A leading investment bank is using a public cloud for its regulatory reporting solutions. In contrast, a prominent Norwegian bank has adopted the PaaS model to transform its peer-to-peer mobile payment application using microservices on the public cloud. The bank has captured nearly 80% 2 of the market, ensuring high application availability and scalability to service more than 2M customers.  While doing so, it was able to increase transaction processing throughput by 10x and reduce infrastructure setup time from 60 to 6 days and release time by 3x.

A major North American bank specializing in cards, wealth management, and investment services had spectacular results after migrating to the cloud. It leveraged the IaaS and PaaS models on the private cloud to modernize its channels by enabling digital identity, push notifications, e-wallets, behavioral biometrics, etc. The bank saw a 40% improvement in time-to-market, an increase in active mobile user base by 20%, and a drop in annual infrastructure cost by 15%.

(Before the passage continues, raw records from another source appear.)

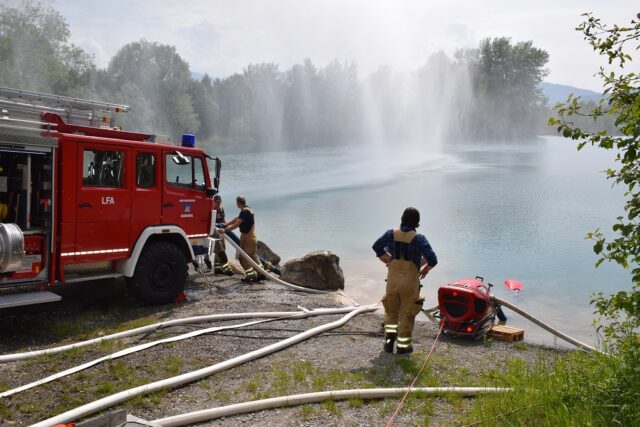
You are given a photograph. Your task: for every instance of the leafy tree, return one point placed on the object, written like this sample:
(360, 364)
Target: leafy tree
(506, 78)
(35, 53)
(619, 313)
(164, 80)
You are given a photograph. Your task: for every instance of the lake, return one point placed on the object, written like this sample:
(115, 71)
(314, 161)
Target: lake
(500, 211)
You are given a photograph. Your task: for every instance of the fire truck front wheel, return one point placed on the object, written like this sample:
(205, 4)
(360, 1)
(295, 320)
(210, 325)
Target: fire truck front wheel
(160, 274)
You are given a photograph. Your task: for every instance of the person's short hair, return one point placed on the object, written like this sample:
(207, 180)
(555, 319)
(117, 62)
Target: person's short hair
(410, 218)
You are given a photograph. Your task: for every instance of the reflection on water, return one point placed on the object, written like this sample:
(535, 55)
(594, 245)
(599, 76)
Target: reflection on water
(498, 211)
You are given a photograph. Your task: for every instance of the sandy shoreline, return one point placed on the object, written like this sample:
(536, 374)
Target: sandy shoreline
(349, 357)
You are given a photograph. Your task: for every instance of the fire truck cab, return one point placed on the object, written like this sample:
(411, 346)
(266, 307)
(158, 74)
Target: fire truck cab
(82, 200)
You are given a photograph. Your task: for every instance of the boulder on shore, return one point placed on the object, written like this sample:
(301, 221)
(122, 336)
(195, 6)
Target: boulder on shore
(316, 270)
(265, 252)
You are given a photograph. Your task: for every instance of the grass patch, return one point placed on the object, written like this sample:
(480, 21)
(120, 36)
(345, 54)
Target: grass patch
(330, 406)
(136, 323)
(307, 412)
(520, 345)
(575, 389)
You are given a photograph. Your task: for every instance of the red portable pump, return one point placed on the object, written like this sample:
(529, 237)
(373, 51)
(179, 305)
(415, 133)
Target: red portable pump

Chinese banks3 such as Minsheng Bank, Ping An Bank, Industrial Bank, and Beijing Zhongguancun Bank are using cloud-native SaaS platforms to strengthen their anti-fraud systems and increase the responsiveness of the front-office and agility of the back-office. 

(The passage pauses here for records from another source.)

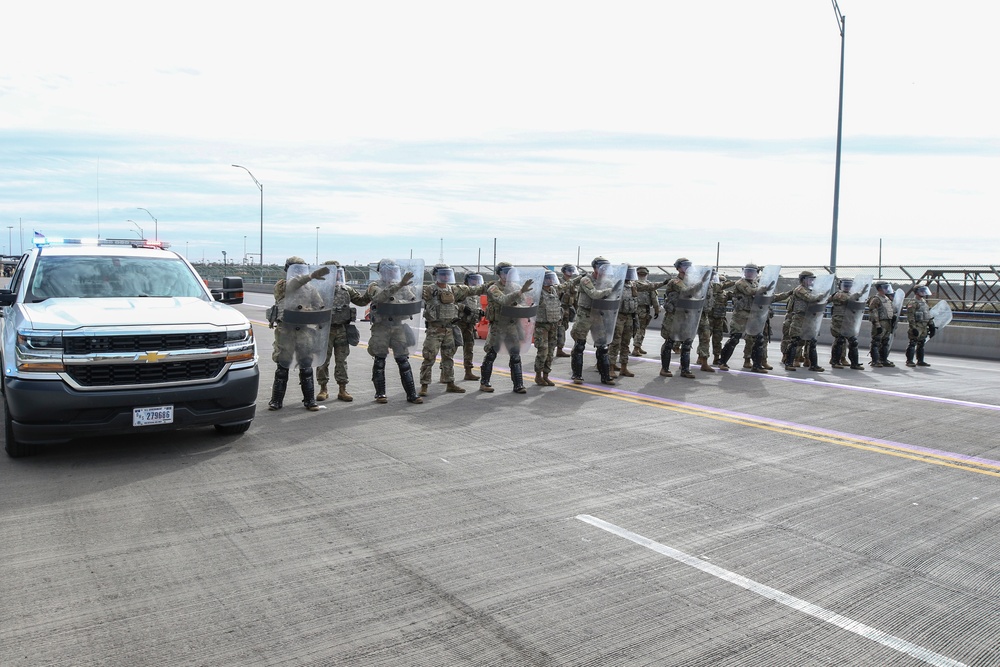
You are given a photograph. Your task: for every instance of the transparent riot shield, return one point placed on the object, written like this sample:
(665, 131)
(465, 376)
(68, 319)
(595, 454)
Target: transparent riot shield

Clearly, cloud adoption differs significantly in scope and value for every organization. While some banks have adopted PaaS and SaaS models to modernize their channel and teller applications, many adopt low code SaaS offerings for sales, customer relationship management, onboarding, and enterprise resource planning systems.

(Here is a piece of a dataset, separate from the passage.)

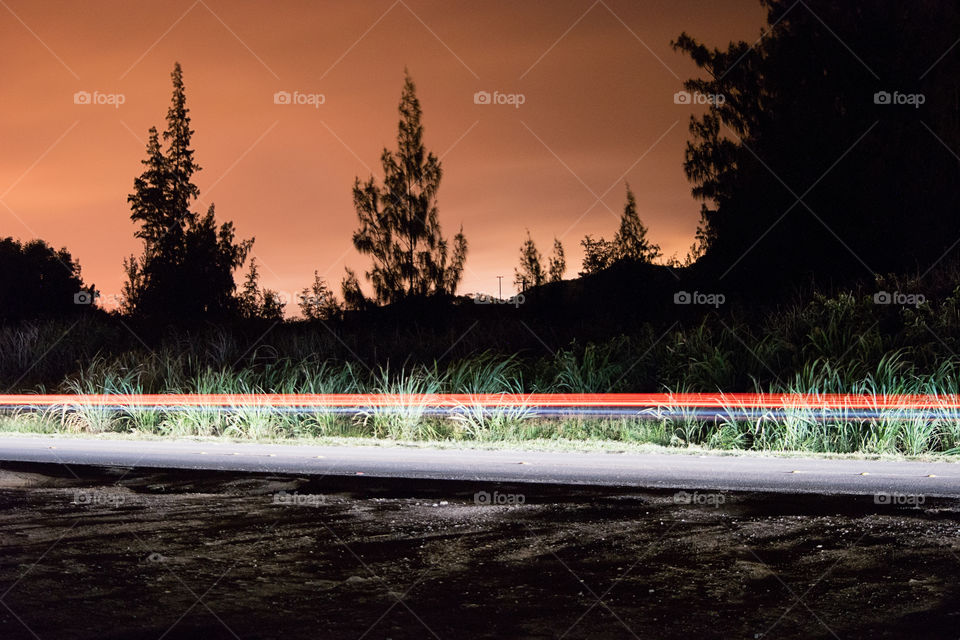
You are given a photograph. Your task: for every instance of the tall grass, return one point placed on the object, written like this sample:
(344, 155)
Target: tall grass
(843, 344)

Cloud computing deployment in finance

Cloud service models

Choosing the right cloud service model is easier if you recognize its potential in furthering your business objectives. The model you select should evolve based on your needs and the business functions you want to support. 

Distinctions exist among all, especially when you evaluate them with a risk-based approach. Here are the top 3 popular ones:

  • Infrastructure as a Service (IaaS)

It offers IT infrastructure (servers and storage) that can be managed online via a pay-as-you-use basis without getting into the complexities of purchasing and managing physical servers. It is dynamic and flexible, and the services are highly scalable. Resources are available as a service, and it allows enterprises to carry out automated administrative tasks.

  • Platform as a Service (PaaS)

It allows enterprises to develop, test, run, and manage applications since it is accessible to multiple users through the same development application. It can be integrated with web services and databases and supports diverse languages and frameworks. Its ability to ‘auto-scale’ gives it an edge.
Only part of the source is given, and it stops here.